Ich würde mich nicht als Evangelist bezeichnen, sondern eher als Pragmatiker. Wenn Rust für einen Anwendungsfall nicht geeignet ist, sage ich das offen. Allerdings habe ich festgestellt, dass viele interessierte Unternehmen nur wenige Informationen darüber finden, wie andere Firmen Rust nutzen. Deshalb habe ich mit einigen Personen aus meinem Netzwerk gesprochen und sie eingeladen, im Podcast aufzutreten, um dem Mythos entgegenzuwirken, dass Rust nirgends eingesetzt wird. Das Ergebnis war, dass 60 Prozent der Zuhörer durch diese Gespräche mehr Sicherheit und Klarheit über den Einsatz von Rust in Produktionsumgebungen gewonnen haben.
Gibt es schon eine Rust-Konferenz oder wo treffen sich die Rust-Entwickler?
Die größte Rust-Konferenz, RustConf, findet jährlich in Nordamerika statt, dieses Jahr in Montreal, Kanada. In Europa gibt es ebenfalls zahlreiche Rust-Konferenzen, darunter EuroRust im Oktober, RustFest, RustLab und Oxidize, die jeweils spezielle Themen abdecken. Zusätzlich gibt es viele User Groups und Meetups, wie das Rust Cologne Meetup in Köln (siehe: rust.cologne) und weitere in vielen großen deutschen Städten.
Am Ende des Interviews hast du einen Wunsch an die gute Fee frei, Matthias. Der geht in 365 Tagen in Erfüllung. Was wünschst du dir?
Ein Wunsch von mir wäre, dass Unternehmen, die Rust in Deutschland einsetzen, offener darüber sprechen. Oft gibt es spannende Projekte, aber die Marketingabteilung schränkt die Kommunikation ein und erlaubt es nicht, diese nach außen zu teilen. Ich wünsche mir, dass deutsche Firmen ähnlich kommunikativ sind wie amerikanische Unternehmen und bereit sind, über neue Lösungen, Ansätze und Herausforderungen zu diskutieren.

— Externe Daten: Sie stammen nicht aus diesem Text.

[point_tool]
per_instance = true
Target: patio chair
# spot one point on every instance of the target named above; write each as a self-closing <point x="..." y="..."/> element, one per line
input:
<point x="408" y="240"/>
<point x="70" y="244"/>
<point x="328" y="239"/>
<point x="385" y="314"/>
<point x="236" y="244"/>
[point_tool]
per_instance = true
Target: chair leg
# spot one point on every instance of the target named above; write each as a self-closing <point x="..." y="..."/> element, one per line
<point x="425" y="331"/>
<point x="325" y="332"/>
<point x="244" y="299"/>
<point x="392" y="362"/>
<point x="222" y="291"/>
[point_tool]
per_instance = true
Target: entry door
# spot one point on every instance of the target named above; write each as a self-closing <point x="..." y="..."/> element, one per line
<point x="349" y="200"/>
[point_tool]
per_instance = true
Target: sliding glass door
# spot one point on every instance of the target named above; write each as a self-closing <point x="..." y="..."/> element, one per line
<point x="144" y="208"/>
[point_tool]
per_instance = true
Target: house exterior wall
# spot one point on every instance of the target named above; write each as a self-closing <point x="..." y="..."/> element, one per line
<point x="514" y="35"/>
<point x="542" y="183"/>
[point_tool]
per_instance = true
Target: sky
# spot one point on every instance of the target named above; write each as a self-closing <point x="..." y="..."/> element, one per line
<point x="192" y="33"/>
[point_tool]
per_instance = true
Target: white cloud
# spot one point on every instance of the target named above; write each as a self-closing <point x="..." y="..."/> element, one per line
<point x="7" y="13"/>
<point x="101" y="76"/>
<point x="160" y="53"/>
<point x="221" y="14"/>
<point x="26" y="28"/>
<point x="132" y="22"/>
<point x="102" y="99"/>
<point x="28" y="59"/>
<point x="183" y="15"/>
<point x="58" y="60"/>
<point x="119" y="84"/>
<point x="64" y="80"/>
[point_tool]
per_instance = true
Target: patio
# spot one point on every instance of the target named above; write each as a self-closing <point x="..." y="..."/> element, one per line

Danke Matthias für das Interview.
Matthias Endler
hat einen M.Sc. in Informatik von der Universität Bayreuth. Er ist ein Open-Source-Maintainer und Rust-Berater. Matthias ist der Gründer von corrode, einer Rust-Beratungsfirma. Seine Interessen sind Skalierbarkeit, Performance und verteilte Systeme, aber auch eingebettete Systeme und Konsolenemulationen. Er lebt in Düsseldorf. Rust ist nach den Rostpilzen benannt, die einen komplexen Lebenszyklus haben.